Une des choses qui accompagnent l'article 81 est le financement, mais vous voudrez peut-être en discuter. Je serai ravie de parler des dispositions, soit par l'intermédiaire du comité ou distinctement. Je vous invite à le faire, parce que d'après mon expérience de l'époque où je travaillais dans le système, de nombreuses femmes transsexuelles voulaient être dans des prisons pour femmes, alors que la plupart des hommes transsexuels ne voulaient pas être dans des prisons pour hommes. Personne ne voulait être en isolement non plus, évidemment. J'ignore si vous avez ces renseignements ou si ce serait utile, mais dans l'affirmative, je serais heureuse de vous les remettre aussi.
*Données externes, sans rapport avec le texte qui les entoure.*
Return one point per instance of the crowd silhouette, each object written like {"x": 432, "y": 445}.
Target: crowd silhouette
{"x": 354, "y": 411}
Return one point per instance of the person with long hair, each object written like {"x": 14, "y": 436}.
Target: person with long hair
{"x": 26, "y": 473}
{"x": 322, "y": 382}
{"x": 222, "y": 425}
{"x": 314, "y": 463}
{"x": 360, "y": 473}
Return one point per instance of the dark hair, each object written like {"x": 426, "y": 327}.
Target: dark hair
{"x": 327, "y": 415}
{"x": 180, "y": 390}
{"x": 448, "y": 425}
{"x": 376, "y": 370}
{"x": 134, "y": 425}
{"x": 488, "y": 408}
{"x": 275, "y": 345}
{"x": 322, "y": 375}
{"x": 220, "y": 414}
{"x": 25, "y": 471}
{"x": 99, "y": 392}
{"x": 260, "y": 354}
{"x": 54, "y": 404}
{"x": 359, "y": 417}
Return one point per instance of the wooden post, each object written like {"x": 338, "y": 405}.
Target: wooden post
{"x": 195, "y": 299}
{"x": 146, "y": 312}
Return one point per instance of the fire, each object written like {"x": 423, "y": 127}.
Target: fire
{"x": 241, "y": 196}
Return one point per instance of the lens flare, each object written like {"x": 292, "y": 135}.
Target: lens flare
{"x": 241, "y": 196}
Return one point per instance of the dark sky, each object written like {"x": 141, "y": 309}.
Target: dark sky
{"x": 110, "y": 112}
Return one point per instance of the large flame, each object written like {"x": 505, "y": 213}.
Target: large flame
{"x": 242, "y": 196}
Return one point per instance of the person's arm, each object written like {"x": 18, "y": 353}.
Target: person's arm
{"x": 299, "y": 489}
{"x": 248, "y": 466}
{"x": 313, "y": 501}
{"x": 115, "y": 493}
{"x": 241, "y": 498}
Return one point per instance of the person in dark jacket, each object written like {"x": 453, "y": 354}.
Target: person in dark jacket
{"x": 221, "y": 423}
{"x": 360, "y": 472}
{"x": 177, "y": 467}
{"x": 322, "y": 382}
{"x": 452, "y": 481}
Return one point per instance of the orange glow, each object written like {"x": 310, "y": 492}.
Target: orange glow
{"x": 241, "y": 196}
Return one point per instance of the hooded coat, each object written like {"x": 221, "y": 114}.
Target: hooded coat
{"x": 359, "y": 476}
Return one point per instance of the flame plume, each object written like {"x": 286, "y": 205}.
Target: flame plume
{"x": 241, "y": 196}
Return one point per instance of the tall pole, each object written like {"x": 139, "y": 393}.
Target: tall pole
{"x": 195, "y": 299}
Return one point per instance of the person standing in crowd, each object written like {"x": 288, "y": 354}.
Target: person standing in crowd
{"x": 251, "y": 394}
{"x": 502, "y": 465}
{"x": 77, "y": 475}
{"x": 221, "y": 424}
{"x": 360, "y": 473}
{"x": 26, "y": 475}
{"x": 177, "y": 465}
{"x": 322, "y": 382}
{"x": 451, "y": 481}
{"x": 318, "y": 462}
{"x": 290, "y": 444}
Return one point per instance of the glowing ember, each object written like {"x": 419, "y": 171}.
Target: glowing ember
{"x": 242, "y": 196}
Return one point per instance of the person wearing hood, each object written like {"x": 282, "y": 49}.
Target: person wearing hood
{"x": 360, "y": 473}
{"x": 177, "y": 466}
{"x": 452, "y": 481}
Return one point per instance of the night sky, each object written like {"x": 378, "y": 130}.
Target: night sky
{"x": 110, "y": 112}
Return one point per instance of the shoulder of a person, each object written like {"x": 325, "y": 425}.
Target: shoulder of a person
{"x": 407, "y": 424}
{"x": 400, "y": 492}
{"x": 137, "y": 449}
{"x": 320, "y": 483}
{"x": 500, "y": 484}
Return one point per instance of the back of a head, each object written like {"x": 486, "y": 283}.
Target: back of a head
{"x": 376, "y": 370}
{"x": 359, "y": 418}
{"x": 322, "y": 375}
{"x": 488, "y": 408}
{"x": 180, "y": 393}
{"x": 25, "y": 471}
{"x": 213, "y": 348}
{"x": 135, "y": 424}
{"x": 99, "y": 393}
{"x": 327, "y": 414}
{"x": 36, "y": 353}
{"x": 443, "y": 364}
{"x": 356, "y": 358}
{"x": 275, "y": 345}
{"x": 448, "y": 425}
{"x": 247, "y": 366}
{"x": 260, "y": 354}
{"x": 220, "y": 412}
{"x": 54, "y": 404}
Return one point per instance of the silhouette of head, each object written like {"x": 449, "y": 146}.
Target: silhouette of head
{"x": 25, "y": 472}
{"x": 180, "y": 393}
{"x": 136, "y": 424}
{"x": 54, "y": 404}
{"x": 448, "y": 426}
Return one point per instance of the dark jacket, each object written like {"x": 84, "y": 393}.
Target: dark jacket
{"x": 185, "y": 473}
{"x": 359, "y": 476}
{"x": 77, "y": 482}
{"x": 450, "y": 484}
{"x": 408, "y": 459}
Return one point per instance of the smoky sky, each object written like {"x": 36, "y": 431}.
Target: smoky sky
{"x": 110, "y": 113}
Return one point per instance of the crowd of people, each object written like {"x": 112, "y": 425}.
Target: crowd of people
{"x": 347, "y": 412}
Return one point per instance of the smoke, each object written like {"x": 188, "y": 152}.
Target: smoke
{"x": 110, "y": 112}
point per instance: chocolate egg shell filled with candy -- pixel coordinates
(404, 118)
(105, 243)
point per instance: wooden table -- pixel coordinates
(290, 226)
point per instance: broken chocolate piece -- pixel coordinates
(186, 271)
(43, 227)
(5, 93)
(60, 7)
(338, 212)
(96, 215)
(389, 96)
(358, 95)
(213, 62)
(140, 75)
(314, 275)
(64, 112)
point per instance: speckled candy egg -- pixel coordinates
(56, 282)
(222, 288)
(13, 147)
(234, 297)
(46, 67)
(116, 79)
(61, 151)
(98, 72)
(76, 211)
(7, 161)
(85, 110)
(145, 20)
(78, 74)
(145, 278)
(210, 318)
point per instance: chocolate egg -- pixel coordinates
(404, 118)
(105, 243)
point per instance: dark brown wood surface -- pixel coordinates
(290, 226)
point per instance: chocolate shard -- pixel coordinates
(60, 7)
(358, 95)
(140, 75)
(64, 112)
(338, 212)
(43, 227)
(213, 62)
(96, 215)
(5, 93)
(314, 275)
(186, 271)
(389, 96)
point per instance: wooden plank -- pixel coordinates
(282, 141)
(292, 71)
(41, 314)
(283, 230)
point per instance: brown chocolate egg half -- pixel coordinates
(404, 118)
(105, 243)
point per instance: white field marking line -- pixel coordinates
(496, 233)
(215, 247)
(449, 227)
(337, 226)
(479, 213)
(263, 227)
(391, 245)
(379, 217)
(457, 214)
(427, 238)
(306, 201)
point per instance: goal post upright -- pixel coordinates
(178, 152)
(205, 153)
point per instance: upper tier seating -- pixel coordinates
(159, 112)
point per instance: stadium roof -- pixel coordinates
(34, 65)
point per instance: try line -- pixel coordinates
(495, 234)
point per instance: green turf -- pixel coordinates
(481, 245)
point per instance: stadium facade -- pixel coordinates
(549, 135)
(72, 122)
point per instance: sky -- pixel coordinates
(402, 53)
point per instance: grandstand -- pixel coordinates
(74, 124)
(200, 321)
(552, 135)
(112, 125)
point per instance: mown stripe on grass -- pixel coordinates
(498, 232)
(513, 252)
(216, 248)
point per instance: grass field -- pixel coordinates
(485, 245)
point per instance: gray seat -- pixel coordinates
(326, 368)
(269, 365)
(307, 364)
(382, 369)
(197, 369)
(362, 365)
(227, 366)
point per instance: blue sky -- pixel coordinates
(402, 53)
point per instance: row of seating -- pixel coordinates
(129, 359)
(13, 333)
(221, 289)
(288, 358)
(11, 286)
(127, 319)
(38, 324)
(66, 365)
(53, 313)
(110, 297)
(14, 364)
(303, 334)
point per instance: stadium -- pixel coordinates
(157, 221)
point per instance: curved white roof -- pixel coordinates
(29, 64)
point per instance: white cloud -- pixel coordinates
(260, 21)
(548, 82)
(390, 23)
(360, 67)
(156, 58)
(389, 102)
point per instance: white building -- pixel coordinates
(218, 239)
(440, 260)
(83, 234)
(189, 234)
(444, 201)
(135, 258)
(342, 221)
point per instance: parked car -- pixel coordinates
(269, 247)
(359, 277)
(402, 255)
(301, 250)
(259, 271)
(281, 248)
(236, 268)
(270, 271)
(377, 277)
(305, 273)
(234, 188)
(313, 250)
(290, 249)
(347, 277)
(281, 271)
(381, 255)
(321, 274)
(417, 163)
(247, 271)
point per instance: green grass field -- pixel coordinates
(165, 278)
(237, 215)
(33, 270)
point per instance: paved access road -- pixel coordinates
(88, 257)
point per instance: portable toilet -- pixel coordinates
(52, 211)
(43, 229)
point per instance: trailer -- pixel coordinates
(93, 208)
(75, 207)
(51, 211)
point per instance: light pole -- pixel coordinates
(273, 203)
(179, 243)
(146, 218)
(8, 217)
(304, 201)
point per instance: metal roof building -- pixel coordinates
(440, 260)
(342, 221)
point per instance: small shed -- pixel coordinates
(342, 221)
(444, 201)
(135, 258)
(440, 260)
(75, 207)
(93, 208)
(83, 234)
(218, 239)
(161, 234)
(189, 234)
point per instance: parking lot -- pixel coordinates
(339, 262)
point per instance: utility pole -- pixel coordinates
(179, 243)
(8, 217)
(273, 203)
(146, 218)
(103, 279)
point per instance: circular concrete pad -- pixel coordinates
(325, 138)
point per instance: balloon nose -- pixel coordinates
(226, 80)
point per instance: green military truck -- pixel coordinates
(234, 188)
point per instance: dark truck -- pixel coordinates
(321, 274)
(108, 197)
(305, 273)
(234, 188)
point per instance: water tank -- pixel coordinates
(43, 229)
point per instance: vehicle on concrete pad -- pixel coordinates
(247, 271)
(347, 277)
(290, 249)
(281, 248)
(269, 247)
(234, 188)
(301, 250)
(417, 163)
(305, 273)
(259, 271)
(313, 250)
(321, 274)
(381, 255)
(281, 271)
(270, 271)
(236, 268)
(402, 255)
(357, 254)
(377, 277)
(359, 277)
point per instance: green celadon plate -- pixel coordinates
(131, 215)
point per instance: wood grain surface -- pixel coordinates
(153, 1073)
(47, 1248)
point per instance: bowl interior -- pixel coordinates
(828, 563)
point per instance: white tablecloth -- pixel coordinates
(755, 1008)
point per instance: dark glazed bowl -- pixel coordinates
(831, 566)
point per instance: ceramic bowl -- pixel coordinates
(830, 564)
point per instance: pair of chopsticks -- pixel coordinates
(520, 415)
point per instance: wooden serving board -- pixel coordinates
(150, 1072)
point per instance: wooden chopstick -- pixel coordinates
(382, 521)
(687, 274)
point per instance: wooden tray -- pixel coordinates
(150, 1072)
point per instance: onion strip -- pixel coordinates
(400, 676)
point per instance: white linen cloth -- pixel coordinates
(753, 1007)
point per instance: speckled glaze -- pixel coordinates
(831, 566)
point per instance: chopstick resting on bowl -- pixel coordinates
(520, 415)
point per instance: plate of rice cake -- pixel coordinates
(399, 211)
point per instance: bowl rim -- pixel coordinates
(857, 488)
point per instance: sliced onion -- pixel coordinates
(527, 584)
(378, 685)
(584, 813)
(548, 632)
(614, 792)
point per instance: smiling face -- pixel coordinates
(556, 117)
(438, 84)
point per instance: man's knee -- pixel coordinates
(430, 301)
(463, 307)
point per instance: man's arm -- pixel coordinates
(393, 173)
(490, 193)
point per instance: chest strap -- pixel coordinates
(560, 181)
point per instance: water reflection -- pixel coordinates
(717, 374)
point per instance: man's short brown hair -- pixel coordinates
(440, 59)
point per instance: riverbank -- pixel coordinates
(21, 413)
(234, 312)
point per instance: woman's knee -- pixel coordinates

Le président : Nous tenons à vous remercier infiniment d'avoir comparu. Je suis ravi que vous ayez su que nous étions ici. J'ignore comment vous l'avez appris, mais nous avons publié des communiqués pour aviser de notre présence.

Pendant les nombreuses années que j'ai passées au Sénat, j'ai appris que ces assemblées publiques sont des tribunes incroyables pour nous tenir informés. Il y a des groupes qui témoignent devant nous, mais au bout du compte, dans une assemblée publique comme celle-ci, l'information est toujours de la plus haute importance.

Comme je l'ai dit la semaine dernière en Ontario dans tous les établissements, nous sommes le Comité des droits de la personne, et tout le monde a des droits, peu importe de qui il s'agit. Qu'il s'agisse d'un détenu ou d'un citoyen libre, peu importe le genre et le reste, nous sommes tous des Canadiens et nous méritons d'être entendus et respectés.

Nous voulons vous remercier d'être venus.